Poets have been a unique position in any culture, they move people with their sentiments and drive them to understand their own society and the people around them. A female poet has at the same time a very different role than male authors. We can see parables to this event through specific events in time such as female poets involved with many black power movements who would be suppressed by their male counter parts for writing about violence within the community. It is within a community that the voice of the women writers can speak to a more diverse understanding of that society to outsiders.

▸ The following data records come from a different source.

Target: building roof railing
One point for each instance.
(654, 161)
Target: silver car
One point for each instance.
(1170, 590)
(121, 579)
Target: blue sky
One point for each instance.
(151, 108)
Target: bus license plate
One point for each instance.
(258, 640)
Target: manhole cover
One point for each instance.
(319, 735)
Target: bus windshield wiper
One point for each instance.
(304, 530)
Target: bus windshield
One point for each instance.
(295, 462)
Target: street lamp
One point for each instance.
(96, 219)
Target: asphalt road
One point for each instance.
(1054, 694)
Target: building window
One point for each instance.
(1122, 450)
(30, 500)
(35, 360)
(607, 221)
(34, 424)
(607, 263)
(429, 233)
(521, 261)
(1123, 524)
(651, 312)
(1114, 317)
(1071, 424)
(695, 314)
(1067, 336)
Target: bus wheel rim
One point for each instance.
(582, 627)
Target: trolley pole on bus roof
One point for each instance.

It has been a prevailing theme throughout our course on women writers to discuss not only the women writers who stood out, or writers who defined the genre, we discussed a number of varying degrees of women writers. The periods we discuss give us the background and precedent in understanding the history of women writing. However, it is through the many stories of women of color that we can discover personal experiences for different culture and the diverse nature of culture. Women poet’s of color allow us to have a better understanding of the people around us, they speak to new stories and tales and expands a person’s personal background. It was important for our class to go into this idea of women of color because without understanding the difference would be selling this tale short.


Lucille Clifton, an African American writer has been a defining leader as a “Woman of Color”, her pieces were celebrations of her heritage, the role of woman in society, and the female body. To Clifton her background changed her and not just defined her but influenced her as a woman and as a human.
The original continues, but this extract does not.